El demonio debuta en el Liceu
Entre las novedades liceístas de la presente temporada figuraba el estreno de la ópera rusa Demon, obra poco conocida del aclamado pianista, director y compositor Anton Rubinstein. Un estreno que ha sorprendido gratamente al público barcelonés, tanto por el atractivo musical de la partitura como por el buen hacer general del reparto y el montaje.

Demon © A. Bofill
Reconocido como legendario pianista y aplaudido director, la faceta del Rubinstein compositor resulta mucho menos conocida por el gran público, a pesar de su prolífica producción. Como muy bien recoge el crítico Xavier Cester en el programa de mano del espectáculo, la frenética actividad de Rubinstein y sus esfuerzos por mejorar la actividad musical de su país, sufrieron un cierto arrinconamiento póstumo dado el distanciamiento de sus postulados estéticos respecto a los posicionamientos más nacionalistas, representados por el denominado Grupo de los Cinco. En efecto, como pudimos comprobar en ocasión de su Demon liceísta, su música suena “muy occidental”, a pesar de rezumar un innegable aliento eslavo en las escenas corales. Si bien esta ópera fue estrenada ya en la capital catalana en versión italiana el año 1905, en el Teatro Novedades, esta representación en el coliseo de Les Rambles (donde solo se había escuchado su ballet, ahora suprimido) ha supuesto un auténtico descubrimiento.
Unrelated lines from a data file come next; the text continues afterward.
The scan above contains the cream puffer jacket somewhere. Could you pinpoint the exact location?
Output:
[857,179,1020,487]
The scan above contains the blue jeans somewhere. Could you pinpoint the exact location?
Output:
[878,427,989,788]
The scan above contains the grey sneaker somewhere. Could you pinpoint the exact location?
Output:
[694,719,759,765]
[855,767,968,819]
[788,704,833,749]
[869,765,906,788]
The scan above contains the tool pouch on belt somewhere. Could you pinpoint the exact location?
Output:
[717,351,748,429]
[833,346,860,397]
De inspirado lirismo melódico y nítida paleta orquestal, la partitura del maestro ruso ofrece momentos de efusiva volada lírica para el lucimiento de las voces, especialmente para los roles protagonistas de Tamara y Demonio. El debut de la soprano lituana Asmik Grigorian ha sido toda una revelación, tanto por la belleza y la nitidez de su instrumento como por su intensa unción expresiva. Sus intervenciones exprimieron al máximo el aliento lírico de los pentagramas de Rubinstein, coronando su intervención con el memorable dúo del tercer acto. Egils Silins, como Demonio, no desaprovechó la ocasión para exhibir su buen dominio de este rol, sacando partido especialmente de su registro agudo y demostrando gran autoridad escénica. Igor Morozov nos hizo lamentar que el compositor ruso no dedicara más compases al rol del joven príncipe Sinodal, pues su canto radiante, espontaneo y sumamente expresivo hicieron las delicias del público. De menor voltaje, aunque digno y cumplidor, resultó su sirviente encarnado por Roman Ialcic. El resto del reparto, así como el coro de la casa, muy especialmente la sección masculina, resolvieron con gran profesionalidad y eficacia sus respectivos cometidos.
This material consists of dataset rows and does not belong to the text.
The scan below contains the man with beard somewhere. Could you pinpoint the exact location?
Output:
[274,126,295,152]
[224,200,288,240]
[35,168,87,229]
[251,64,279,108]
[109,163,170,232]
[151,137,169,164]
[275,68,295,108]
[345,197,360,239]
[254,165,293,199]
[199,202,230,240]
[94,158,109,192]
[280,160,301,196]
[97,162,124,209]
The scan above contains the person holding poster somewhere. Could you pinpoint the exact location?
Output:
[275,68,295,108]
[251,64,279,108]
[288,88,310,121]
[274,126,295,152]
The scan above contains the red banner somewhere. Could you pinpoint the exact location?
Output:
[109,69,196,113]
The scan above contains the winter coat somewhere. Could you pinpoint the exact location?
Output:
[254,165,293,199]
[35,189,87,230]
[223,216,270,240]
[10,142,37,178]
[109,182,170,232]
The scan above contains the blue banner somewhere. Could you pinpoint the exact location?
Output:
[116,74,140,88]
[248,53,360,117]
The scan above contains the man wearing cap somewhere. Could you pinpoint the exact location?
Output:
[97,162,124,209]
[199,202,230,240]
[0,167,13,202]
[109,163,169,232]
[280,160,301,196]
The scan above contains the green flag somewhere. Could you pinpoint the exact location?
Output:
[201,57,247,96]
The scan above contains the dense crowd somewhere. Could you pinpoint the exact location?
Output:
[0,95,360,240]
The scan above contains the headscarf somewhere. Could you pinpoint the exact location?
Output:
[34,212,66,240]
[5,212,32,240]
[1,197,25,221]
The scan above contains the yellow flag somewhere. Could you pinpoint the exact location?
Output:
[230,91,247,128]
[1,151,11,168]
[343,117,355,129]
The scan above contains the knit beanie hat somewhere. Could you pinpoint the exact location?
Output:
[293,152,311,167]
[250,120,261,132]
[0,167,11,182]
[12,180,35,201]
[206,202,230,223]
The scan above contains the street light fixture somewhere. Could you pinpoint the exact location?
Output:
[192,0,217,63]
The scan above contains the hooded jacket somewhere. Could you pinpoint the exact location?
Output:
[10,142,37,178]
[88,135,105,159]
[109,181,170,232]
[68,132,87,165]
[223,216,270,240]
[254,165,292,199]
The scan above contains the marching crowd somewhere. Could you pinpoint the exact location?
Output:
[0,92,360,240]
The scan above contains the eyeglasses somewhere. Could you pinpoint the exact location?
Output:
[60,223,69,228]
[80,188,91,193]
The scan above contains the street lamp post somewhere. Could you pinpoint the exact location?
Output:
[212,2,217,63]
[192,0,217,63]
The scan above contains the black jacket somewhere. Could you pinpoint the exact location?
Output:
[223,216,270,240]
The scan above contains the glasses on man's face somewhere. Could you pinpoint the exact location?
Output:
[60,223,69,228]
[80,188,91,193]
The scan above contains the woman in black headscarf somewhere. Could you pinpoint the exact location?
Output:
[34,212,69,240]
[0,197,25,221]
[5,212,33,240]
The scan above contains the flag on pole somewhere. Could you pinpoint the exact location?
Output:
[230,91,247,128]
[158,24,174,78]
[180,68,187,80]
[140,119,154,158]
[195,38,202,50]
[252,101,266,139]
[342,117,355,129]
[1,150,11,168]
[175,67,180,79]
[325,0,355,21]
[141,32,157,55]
Mención especial merece la impactante escenografía concebida por Hartmut Schörghofer, consistente en un gran tubo de perspectiva cilíndrica, vestido con maderas laminadas, que albergaba la práctica totalidad de la acción dramática, ambientada y alimentada con unas efectistas proyecciones, incluidas las de una inmensa esfera suspendida a media altura. Menos inspirado estuvo en el vestuario, así como Dmitry Bertman en la dirección de actores, que no pasó de discreta.
El maestro Mikhail Tatarnokov dirigió con aplomo y concertó con buen pulso, aunque quizás, en algunos pasajes, se echara en falta un mayor empuje y calado expresivo.